A little GOP history lesson will shed some light on the direction of the Republican Party. Once upon a time, there were two strong branches comprising the Republican Party. There was the eastern Republicans home to a number of family names with deep ties to American history, like the Cabot’s, Lodges, and Rockefellers. Also there were the western Republicans led at the time by the so-called Goldwater Republicans. The vitriolic face off during the 1964 primary between ultra-right wing conservative Barry Goldwater and New York liberal Nelson Rockefeller exhibited a severe national split in the Republican Party solely along ideological lines. Goldwater embraced extreme right wing hate groups from the John Birch Society to the KKK, to anti-United Nations groups. Goldwater’s speeches were peppered with statements such as “Extremism does not exist when Liberty is being defended”.
Rockefeller lost the Republican nomination for President in 1964 and the Republican Party began to close its doors to the liberal eastern Republicans. In 1980, Ronald Reagan sensing the large voting presence of the disaffected Southern Democrats, known as Dixiecrats, developed his “Southern Strategy” designed to break down more than a century of post-Civil War steadfast adherence of loyalty to the Democratic Party. White Southerners hated Lincoln’s Republican Party going back to the days of the Civil War, and vowed never to have anything to do with any Republican. But Reagan, the former TV pitchman for 20 Mule Team Borax and General Electric used his talent to convince the Dixiecrats that the “new” Republican Party shared their concerns about the preservation and protection of “the White Southern Way of life in the South”. This was decoded by the Dixiecrats to actually mean a guarantee that the “new” Republican Party would be dedicated to aggressively suppressing the ambitions and rights of ALL NEGROS, everywhere, relentlessly without exception. It is important to note here that the Dixiecrats were severely disappointed in the Presidency of Jimmy Carter (1977-1981) who preceded Reagan in the White House. They regarded him as a “sell out” and a bumbler who did nothing to suppress the rising tide of Negro political power.
Thus, without the balance of a truly national party from 1964, the Republican “big tent” became home to con men and political charlatans. The hate groups welcomed into the Party by Goldwater were augmented in 1980 with racist Dixiecrats. With the exception of a large contingent of Libertarians the composition of the Republican Party in 1981 was essentially made up of groups motivated by some form of hate based ideology, with the vested root in all cases traceable back to opposition against one racial group or another.
The Republican Party cannot be reconstituted by another champion of hate groups as that is what the essence of the party is today. Consider this; if you continue to brew coffee after it is done, all you succeed in doing is to increase the bitterness of the drink. You cannot create a new desirable flavor by over-brewing coffee.
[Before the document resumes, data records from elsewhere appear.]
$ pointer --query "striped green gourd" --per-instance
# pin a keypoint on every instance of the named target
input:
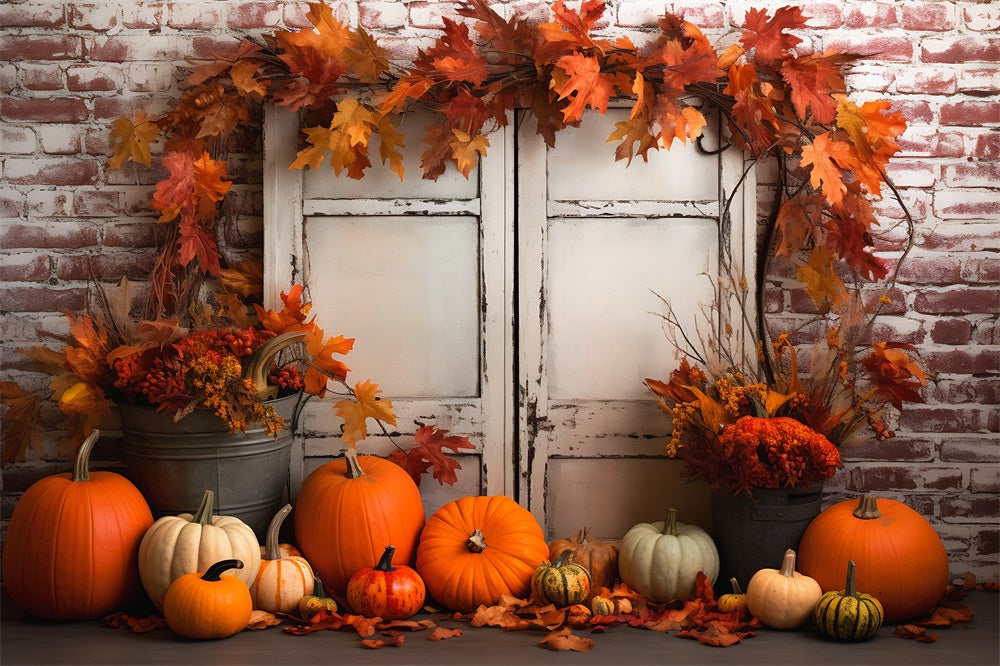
(848, 615)
(561, 583)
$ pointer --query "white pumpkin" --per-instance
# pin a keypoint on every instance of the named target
(661, 560)
(282, 580)
(190, 543)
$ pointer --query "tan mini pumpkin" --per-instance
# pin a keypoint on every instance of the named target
(189, 543)
(782, 598)
(281, 580)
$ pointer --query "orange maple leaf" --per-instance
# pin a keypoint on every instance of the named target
(814, 80)
(583, 84)
(767, 35)
(466, 150)
(827, 156)
(244, 75)
(22, 427)
(133, 139)
(822, 282)
(356, 412)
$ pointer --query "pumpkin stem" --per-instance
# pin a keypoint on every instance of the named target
(354, 470)
(788, 563)
(385, 562)
(851, 590)
(214, 571)
(271, 549)
(476, 542)
(563, 559)
(203, 516)
(867, 508)
(81, 467)
(670, 524)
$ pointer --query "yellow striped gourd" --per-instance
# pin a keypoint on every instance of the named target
(848, 615)
(562, 583)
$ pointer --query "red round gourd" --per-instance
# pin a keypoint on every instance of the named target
(72, 545)
(349, 509)
(476, 549)
(900, 558)
(386, 591)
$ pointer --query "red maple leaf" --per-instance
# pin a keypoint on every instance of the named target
(767, 34)
(427, 454)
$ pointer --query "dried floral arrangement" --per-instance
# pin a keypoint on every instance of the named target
(776, 103)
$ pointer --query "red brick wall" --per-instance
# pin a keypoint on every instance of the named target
(68, 69)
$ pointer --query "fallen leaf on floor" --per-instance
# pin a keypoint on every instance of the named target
(912, 631)
(443, 633)
(564, 639)
(138, 625)
(376, 643)
(943, 616)
(262, 620)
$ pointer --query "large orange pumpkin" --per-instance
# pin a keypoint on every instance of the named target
(72, 545)
(476, 549)
(900, 558)
(349, 509)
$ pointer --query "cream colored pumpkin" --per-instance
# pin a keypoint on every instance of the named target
(661, 560)
(282, 580)
(190, 543)
(782, 598)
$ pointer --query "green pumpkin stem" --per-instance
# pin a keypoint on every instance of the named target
(354, 470)
(867, 508)
(213, 572)
(81, 466)
(476, 542)
(670, 524)
(203, 516)
(788, 563)
(851, 590)
(272, 550)
(385, 562)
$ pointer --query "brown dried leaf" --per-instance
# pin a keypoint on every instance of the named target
(262, 620)
(443, 633)
(914, 632)
(564, 639)
(374, 644)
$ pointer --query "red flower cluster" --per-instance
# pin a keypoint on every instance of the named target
(755, 452)
(171, 378)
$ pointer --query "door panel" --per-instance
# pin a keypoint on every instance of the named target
(518, 307)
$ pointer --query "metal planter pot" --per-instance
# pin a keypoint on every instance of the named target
(173, 464)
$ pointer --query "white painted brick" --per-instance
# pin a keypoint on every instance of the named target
(17, 139)
(60, 139)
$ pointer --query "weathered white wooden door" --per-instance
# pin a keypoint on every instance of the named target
(517, 307)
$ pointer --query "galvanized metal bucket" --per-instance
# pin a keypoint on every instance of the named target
(173, 464)
(754, 533)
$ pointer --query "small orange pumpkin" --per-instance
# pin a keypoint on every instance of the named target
(72, 545)
(386, 591)
(281, 580)
(474, 550)
(208, 605)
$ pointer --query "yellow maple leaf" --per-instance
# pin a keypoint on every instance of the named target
(356, 412)
(466, 150)
(133, 139)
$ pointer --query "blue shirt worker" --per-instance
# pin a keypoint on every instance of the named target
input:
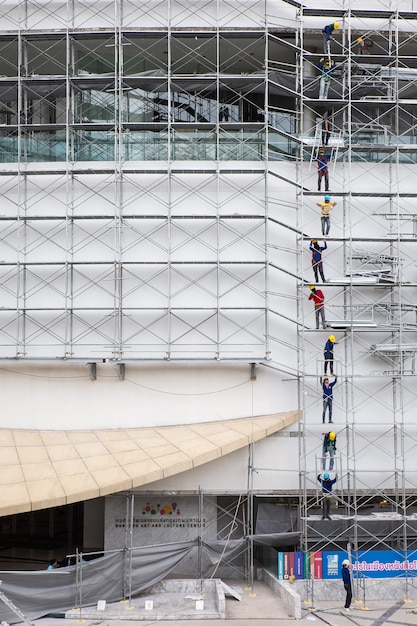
(326, 34)
(328, 354)
(347, 583)
(328, 398)
(327, 489)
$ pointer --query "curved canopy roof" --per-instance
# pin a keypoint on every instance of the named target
(42, 469)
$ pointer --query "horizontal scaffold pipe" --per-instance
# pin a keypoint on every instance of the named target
(288, 180)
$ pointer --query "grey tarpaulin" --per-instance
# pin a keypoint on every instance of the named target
(151, 564)
(217, 550)
(38, 593)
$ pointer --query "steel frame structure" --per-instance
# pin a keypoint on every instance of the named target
(115, 244)
(375, 403)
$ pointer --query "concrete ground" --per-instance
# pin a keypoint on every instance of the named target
(260, 605)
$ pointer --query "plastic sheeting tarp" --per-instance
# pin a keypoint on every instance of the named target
(37, 594)
(222, 549)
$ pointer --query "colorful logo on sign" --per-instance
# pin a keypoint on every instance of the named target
(158, 509)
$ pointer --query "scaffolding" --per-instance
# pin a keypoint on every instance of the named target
(159, 193)
(370, 279)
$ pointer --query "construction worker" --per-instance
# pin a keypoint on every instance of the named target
(326, 488)
(329, 446)
(317, 259)
(327, 33)
(347, 583)
(364, 45)
(318, 298)
(327, 387)
(326, 208)
(328, 353)
(325, 127)
(326, 66)
(322, 169)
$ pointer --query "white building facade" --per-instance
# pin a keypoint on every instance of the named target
(159, 195)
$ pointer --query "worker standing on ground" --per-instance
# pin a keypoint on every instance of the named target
(326, 208)
(327, 387)
(347, 583)
(327, 35)
(328, 353)
(326, 488)
(318, 298)
(329, 447)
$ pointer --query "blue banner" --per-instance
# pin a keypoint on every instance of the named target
(371, 564)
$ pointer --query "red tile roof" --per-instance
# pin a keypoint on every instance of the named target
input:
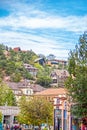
(52, 91)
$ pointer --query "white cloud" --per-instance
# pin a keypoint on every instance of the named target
(70, 23)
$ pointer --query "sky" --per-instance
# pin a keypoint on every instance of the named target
(43, 26)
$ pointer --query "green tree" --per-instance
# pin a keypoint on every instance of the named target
(7, 96)
(36, 111)
(43, 77)
(0, 117)
(77, 82)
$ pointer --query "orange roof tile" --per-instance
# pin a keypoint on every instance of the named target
(52, 91)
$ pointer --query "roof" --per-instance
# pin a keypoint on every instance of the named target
(52, 91)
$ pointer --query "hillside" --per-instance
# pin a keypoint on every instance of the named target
(16, 65)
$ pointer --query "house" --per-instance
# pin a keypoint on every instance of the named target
(41, 61)
(57, 63)
(58, 77)
(24, 88)
(17, 49)
(61, 106)
(32, 70)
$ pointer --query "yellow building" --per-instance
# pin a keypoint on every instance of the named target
(62, 118)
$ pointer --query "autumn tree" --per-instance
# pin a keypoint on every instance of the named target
(7, 96)
(36, 111)
(77, 82)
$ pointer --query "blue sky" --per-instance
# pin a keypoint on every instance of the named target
(45, 26)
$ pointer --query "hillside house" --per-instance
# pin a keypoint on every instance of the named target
(32, 70)
(59, 77)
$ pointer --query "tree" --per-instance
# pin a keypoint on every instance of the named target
(77, 81)
(7, 96)
(43, 77)
(36, 111)
(0, 117)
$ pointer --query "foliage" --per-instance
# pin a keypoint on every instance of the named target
(43, 77)
(36, 111)
(12, 64)
(0, 116)
(7, 97)
(77, 82)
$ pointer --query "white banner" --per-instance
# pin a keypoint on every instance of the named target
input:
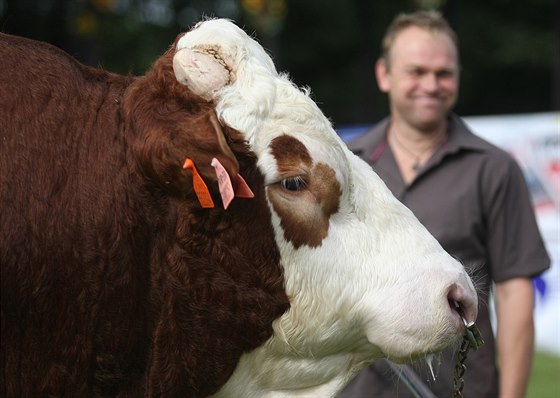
(534, 141)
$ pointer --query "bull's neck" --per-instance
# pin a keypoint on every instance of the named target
(267, 373)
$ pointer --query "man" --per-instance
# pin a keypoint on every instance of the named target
(469, 194)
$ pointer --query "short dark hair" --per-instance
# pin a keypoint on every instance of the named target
(431, 21)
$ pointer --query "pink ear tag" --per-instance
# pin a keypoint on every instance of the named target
(224, 183)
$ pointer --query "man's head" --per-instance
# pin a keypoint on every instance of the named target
(419, 69)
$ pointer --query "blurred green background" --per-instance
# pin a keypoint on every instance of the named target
(510, 54)
(509, 48)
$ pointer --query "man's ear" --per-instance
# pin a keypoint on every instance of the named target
(382, 75)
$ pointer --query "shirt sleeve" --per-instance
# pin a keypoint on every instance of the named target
(514, 243)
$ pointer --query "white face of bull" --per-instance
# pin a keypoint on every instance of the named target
(365, 279)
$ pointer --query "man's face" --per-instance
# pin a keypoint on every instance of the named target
(422, 79)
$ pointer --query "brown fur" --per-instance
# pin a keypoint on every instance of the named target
(114, 281)
(308, 222)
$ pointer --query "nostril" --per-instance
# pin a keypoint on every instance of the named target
(462, 302)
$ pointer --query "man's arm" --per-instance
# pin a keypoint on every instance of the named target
(515, 335)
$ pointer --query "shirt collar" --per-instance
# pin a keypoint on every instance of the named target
(371, 145)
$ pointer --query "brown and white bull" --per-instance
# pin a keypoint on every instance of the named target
(123, 273)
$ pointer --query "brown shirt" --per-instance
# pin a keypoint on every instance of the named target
(473, 198)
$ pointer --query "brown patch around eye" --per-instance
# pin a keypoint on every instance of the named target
(289, 153)
(304, 215)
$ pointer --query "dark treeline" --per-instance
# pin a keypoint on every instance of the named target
(510, 50)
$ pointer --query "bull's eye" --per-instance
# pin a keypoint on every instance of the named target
(293, 184)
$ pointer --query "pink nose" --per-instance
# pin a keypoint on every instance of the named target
(463, 301)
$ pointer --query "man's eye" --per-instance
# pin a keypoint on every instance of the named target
(293, 184)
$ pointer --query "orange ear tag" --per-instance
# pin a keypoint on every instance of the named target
(200, 187)
(226, 190)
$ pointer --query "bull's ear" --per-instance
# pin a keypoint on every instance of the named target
(203, 73)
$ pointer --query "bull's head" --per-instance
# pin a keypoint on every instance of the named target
(364, 277)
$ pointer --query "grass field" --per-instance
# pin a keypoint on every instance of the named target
(545, 378)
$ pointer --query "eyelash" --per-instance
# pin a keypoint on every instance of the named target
(294, 184)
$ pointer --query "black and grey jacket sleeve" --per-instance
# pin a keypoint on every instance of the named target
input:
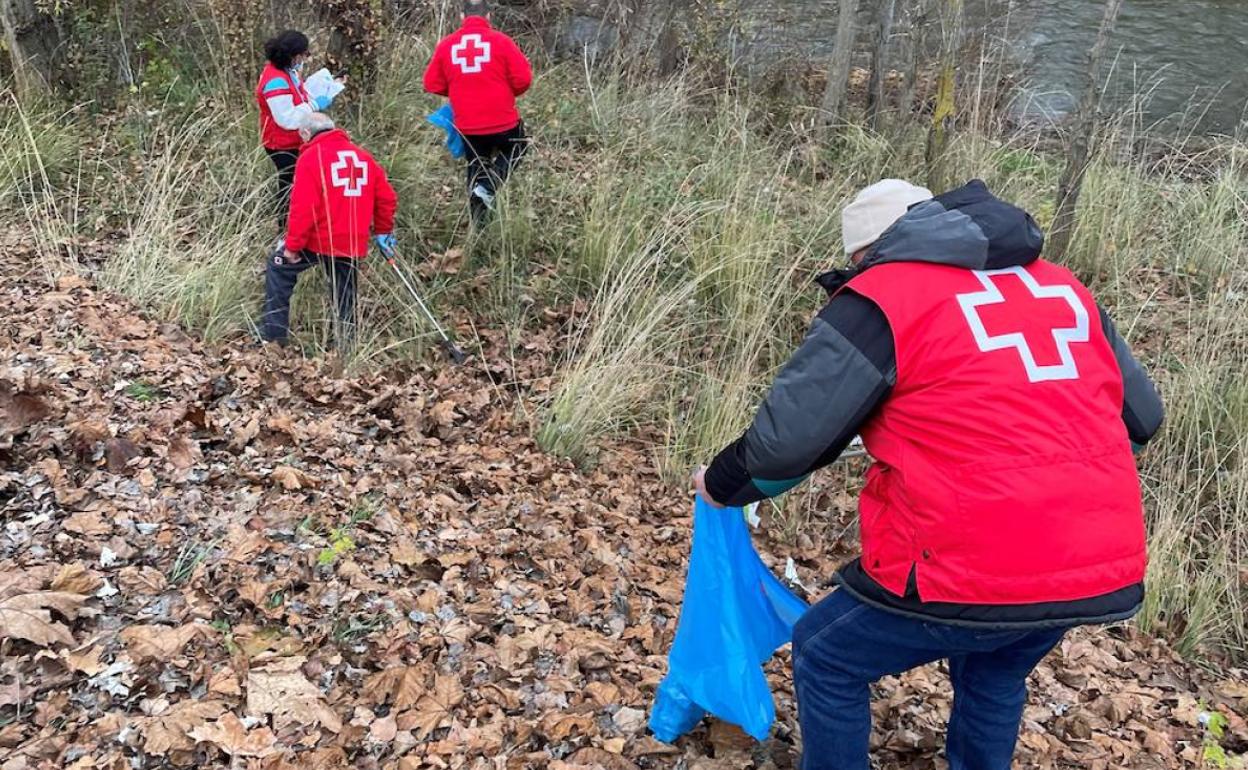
(844, 370)
(1141, 404)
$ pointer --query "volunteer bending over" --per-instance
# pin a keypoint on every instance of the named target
(1004, 507)
(341, 195)
(283, 101)
(482, 71)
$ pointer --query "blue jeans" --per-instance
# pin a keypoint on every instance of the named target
(841, 645)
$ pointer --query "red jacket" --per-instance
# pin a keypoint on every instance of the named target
(1004, 471)
(482, 70)
(271, 135)
(340, 197)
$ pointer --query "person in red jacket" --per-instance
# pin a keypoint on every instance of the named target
(282, 102)
(482, 71)
(340, 197)
(1004, 507)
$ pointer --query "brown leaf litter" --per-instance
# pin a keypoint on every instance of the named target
(226, 557)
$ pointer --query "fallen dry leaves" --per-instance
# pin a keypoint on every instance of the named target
(232, 558)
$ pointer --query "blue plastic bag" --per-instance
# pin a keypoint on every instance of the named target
(446, 120)
(734, 617)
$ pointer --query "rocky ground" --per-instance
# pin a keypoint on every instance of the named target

If the Republican Party is to rise from the ashes, it must create a new vision of America, one that is totally functional and encourages America’s growth in a global world where wealth and power will be shared multiculturally.
Goldwater in his 1964 acceptance speech said:
“Extremism in the defense of liberty is no vice;
Moderation in the pursuit of justice is no virtue.”
In 1964, Strom Thurmond supported Barry Goldwater over Lyndon Johnson; LBJ was not amused; the Democrats in Congress stripped Thurmond of his chairmanship; the Republicans offered him seniority if he would switch parties.
In 1968, Richard Nixon campaigned to get the George Wallace voters, wooing Southern Democrats with dog whistle racism. It was this that was the Republican’s Southern Strategy. It created a Republican Party in Southern states where there never had been an effective one before (in the name of having a two-party system btw). It was Nixon, not Reagan who got the Dixiecrats and a number of racist blue-collar ethnic voters (the stereotypical Archie Bunker voters).
What Reagan did was add the religious right, created by Jerry Falwell (a segregationist), Pat Robertson (a politician’s son and entrepreneurial preacher), and other who reacted negatively to Carter’s push for continued desegregation and his unwillingness to oppose federal funding for abortion. What the religious right did was expand the Republican base to Catholic big-city ethnic voters opposed to abortion and other values issues.
In the Clinton years, Republicans used the gun issue to pick up formerly Democratic western voters.
No matter how many wedge issues and even crazies there are in the Republican party, the agenda is still driven by Wall Street and local country clubs.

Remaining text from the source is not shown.